# What happened to the F@H postwhores?



## BUCK NASTY (May 19, 2009)

Wow, they just up and left. I just want to congratulate the WCG team on a great start. You have a great ensemble of personalities that keeps members glued to these threads. I'm spending more time here than in the F@H sub-forum. Keep up the great work!!!


----------



## Duxx (May 20, 2009)

BUCK NASTY said:


> Wow, they just up and left. I just want to congratulate the WCG team on a great start. You have a great ensemble of personalities that keeps members glued to these threads. I'm spending more time here than in the F@H sub-forum. Keep up the great work!!!



It's because this is new.. only a month in and excitement is still all around!  Thanks for throwing your rigs to some crunching though!  I'll be asking how to fold when my mobo comes in.


----------



## 123bob (May 20, 2009)

So, you want more posts at the F@H side?  I think I can ask a whole bunch more noob questions there.  I'd be more than happy to oblige.....

Crunching I'm good at, F@H is new to me.  Just be careful what you ask for since I'm up on your tailpipe on the daily stats.  Yes, you have lots more points than I do, but that's nothing another 20 cards can't fix....

Kudos Buck!.   I think this trade between F@H and WCG has done all of us well.

I ride a sig at my main place that basically says, if you don't crunch, or now fold, you ain't Shizz.  I'll start that here soon....

Regards,
bob


----------



## bogmali (May 20, 2009)

123bob said:


> Just be careful what you ask for since I'm up on your tailpipe on the daily stats.  Yes, you have lots more points than I do, but that's nothing another 20 cards can't fix....






Hey Bob we also have this thread where you can talk "dirty" to Buck anytime you want


----------



## PaulieG (May 20, 2009)

BUCK NASTY said:


> Wow, they just up and left. I just want to congratulate the WCG team on a great start. You have a great ensemble of personalities that keeps members glued to these threads. I'm spending more time here than in the F@H sub-forum. Keep up the great work!!!

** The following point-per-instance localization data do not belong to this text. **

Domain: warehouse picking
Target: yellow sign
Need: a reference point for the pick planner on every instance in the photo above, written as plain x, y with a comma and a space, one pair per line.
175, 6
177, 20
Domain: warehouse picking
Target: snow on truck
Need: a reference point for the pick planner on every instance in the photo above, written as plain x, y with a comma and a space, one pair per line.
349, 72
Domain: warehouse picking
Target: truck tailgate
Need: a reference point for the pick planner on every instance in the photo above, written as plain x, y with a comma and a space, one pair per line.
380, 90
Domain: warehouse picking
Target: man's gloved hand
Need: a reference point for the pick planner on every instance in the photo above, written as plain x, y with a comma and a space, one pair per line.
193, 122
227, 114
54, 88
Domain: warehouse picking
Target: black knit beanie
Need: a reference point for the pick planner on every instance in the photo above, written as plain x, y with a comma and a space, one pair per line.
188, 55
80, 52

We'll all have to take some time to visit F@H from time to time. It is hard to leave WCG. As you said, there is some great synergy here. Starting this weekend, after I have my second i7 rig complete, I'll get back to folding and visiting over there too.

Here is to the great teamwork b/t WCG and F@H. It's been mutually beneficial, just like we hoped.


----------